Introduction
Introduction: What Are We Doing?
Before we dive into training, let’s step back and ask: what exactly does it mean to “train a language model”?
At its core, the goal is very simple:
We want the model to learn how to predict the next token in a sequence of text.
The Idea in Plain English
Imagine you are reading a sentence:
"The cat sat on the ____"
Even without seeing the last word, your brain automatically guesses it might be “mat”, "couch", "floor" or any other plausible words. That’s because you’ve learned patterns of how words usually appear together.
A language model is doing the same thing, but instead of words, it deals with tokens (small units of text such as subwords, characters, or whole words depending on the tokenizer).

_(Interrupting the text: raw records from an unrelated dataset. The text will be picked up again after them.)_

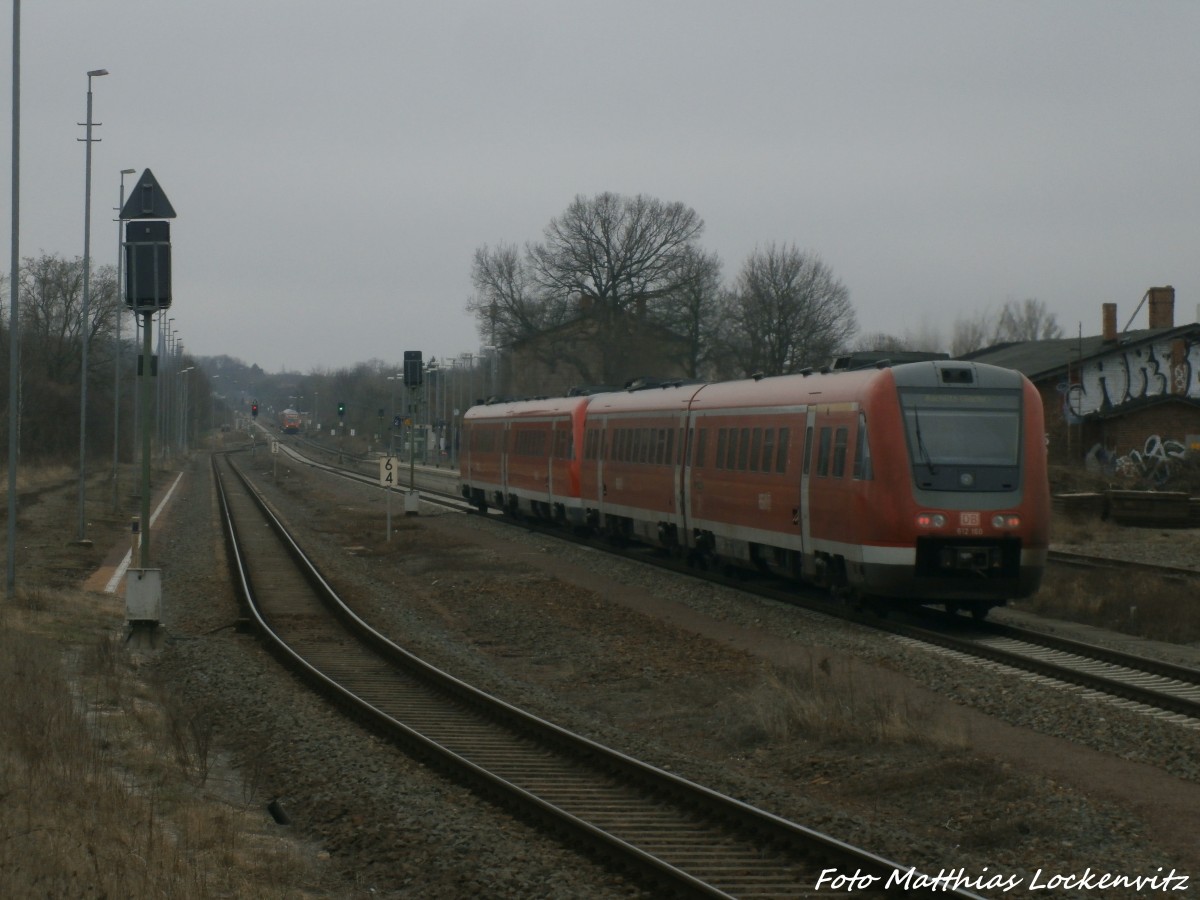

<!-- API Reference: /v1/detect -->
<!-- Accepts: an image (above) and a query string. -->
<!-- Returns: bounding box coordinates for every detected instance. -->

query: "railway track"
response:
[274,441,1200,728]
[214,455,974,898]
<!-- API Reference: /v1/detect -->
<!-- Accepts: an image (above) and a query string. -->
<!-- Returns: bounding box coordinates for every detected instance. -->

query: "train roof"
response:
[589,359,1022,414]
[463,396,592,421]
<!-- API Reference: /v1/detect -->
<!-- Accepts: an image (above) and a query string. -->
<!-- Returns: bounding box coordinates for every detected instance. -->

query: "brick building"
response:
[965,287,1200,472]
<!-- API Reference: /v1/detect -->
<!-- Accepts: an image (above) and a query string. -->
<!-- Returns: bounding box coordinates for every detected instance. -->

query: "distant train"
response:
[461,360,1050,618]
[280,409,302,434]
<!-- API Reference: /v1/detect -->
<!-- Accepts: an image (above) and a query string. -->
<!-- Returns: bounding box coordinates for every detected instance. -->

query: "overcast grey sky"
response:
[0,0,1200,372]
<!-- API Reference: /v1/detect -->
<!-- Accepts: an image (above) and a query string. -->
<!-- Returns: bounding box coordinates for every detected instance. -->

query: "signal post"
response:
[404,350,424,516]
[119,169,175,631]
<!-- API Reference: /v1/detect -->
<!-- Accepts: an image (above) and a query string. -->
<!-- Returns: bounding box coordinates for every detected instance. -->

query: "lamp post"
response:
[113,169,133,512]
[5,0,20,600]
[178,366,196,454]
[79,68,108,541]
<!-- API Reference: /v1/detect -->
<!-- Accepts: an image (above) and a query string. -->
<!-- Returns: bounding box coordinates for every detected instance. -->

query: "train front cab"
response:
[859,361,1049,617]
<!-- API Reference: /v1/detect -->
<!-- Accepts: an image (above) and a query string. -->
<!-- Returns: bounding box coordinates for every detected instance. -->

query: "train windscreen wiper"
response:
[912,409,937,475]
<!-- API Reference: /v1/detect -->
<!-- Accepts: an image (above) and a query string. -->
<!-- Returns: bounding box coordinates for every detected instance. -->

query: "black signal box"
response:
[125,220,170,312]
[404,350,424,388]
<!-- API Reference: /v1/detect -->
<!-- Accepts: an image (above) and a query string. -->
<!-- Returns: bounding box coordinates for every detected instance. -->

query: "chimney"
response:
[1148,284,1175,328]
[1100,304,1117,343]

During training, the model sees billions of examples of token sequences and learns which token is most likely to come next. Over time, this builds up into a powerful statistical understanding of language.
From Text to Tokens
Computers can’t directly process raw text like "The cat sat on the mat". We first need to break it down into numerical form.
-
Raw Text:
"The cat sat on the mat" -
Tokenized Text (IDs):
[1202, 850, 149, 4211, 769, 1839]
(each number is a token ID from a vocabulary) -
Input Tensor (batch of sequences):
tensor([[1202, 850, 149, 4211, 769]])
The vocabulary maps every possible token (like “cat”, “sat”, “on”) to a unique integer. The model only sees these integers.
How the Model Thinks
Now, let’s show the high-level flow of how these tokens are processed:
flowchart LR
A[Raw Text] --> B[Tokenizer]
B --> C[Tokens: IDs]
C --> D[Transformer Model]
D --> E[Logits: raw scores]
E --> F[Softmax: probabilities]
F --> G[Loss Function]
Breaking down the important parts:
-
Logits: The model outputs a vector of raw scores for each possible token in the vocabulary. For example, if the vocab size is 50,000, the logits are a vector of 50,000 numbers. These are not yet probabilities.
-
Softmax: We apply the softmax function to logits, which turns them into probabilities (values between 0 and 1 that sum to 1). For example, the model might say:
- “mat”: 0.72
- “floor”: 0.12
- “couch”: 0.03
- … and so on for every other token.
-
Loss: The training process compares the predicted probability distribution to the correct answer (the actual next token). It calculates how far off the prediction was. This is the “loss.” The smaller the loss, the better the model is at predicting.
This “predict the next token” setup is deceptively simple, but it’s powerful. By learning these probabilities across massive amounts of text, the model starts to capture grammar, facts, reasoning, and even world knowledge — all as a side effect of next-token prediction.
So when we say “train a transformer model,” what we really mean is:
- Give the model tons of sequences of tokens.
- Ask it to guess the next token.
- Measure how wrong it was.
- Adjust the model’s weights to improve its guesses.
- Repeat billions of times.
That’s the heart of language model training.